Think through that. Toddlers playing with fire, cooking things over it (like roasting hotdogs and marshmellows.) Three year olds practicing cutting and chopping with sharp objects (like farm kids do.) Little boys hunting with their fathers and little girls learning to help with cooking (like farm kids do). As a result, "their competence encourages autonomy, which fosters further competence - a virtuous cycle that continues to childhood."
That's not to say that farm kids are better people than city kids. But as a former farm kid, I can attest that I did things my city and suburban counterparts never did. It wasn't because I had permissive, laissez-faire parents; I certainly didn't. My brother and I were simply expected to help around the house and farm from a young age. We were never discouraged from playing with knives, tools, tractors, pick up trucks, guns, kitchen utensils, garden implements, chemisty sets, pesticides, herbicides (I had a pesticide/herbicide applicator's permit, issued by the state of Tennessee, at the ripe old age of 14. No joke. God bless the Bedford County Farmer's Co-Op.) or wild animals. I'd like to think it made us more resilient and independent than other kids our age.
When we look at the young adults today, we see many of them in the workplace who lack the basic work ethics necessary to become good employees. I suspect that's in large part due to the fact so many of them were coddled by their parents, no doubt in an effort to make them feel special.
Make your kid feel special. Let them learn how to do things on their own. That's true self-sufficiency.

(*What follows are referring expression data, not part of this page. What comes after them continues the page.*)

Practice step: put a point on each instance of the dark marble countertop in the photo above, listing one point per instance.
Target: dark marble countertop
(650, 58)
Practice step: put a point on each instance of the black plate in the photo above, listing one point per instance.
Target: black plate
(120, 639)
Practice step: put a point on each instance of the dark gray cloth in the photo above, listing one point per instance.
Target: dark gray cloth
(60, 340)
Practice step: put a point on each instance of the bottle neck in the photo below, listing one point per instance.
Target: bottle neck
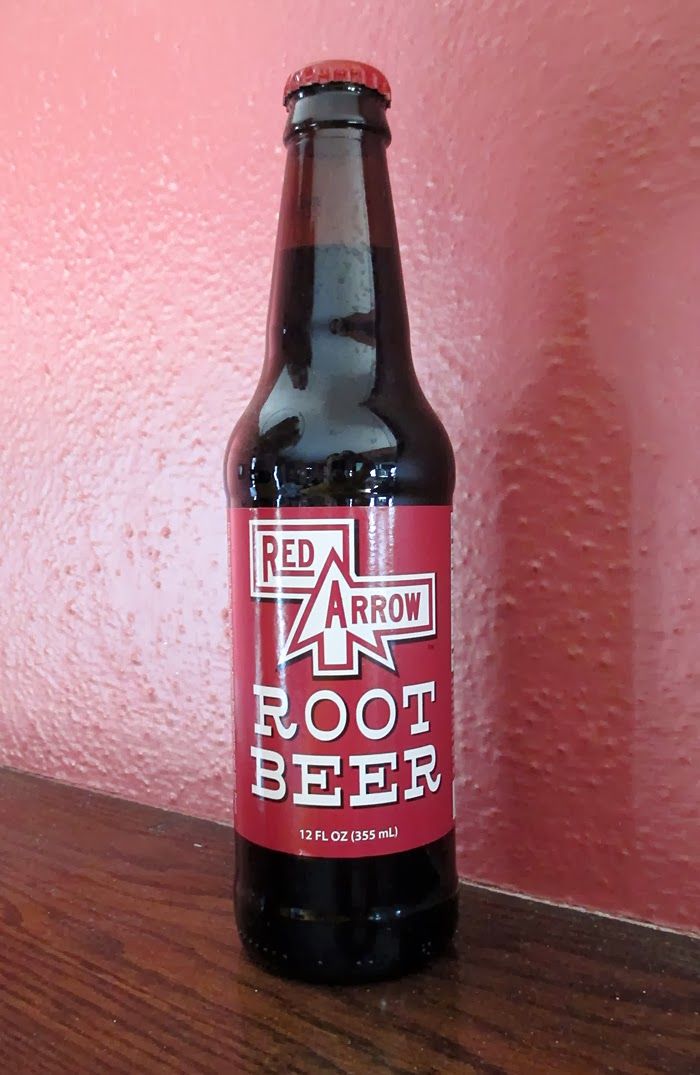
(338, 271)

And Finally, A Word On Hyperinflation.
Here's another article from the "It's not me; It's from CNBC" file for your consideration. A treasurer from the Royal Bank of Scotland (and not some gold bug hawking a mining stock) had this to say about the risk of hyperinflation:
Because it has no more intrinsic value than Monopoly money, fiat money retains its value only because of confidence. As central banks print more and more money, all else being equal, its real value must decline. That explains partly the desire of the German government to enforce public sector spending controls as the price of saving the euro. Otherwise a blanket bailout without cuts in spending would just be a road to inflationary ruin.
But is there something more at stake here than just an orthodox macroeconomic argument about inflation? Does the ability to keep printing money without any real control or discipline, creating a circular flow of money in which one branch of government lends to another branch of government, undermine confidence in the concept of paper money itself?
You decide what you need to do to protect against that risk.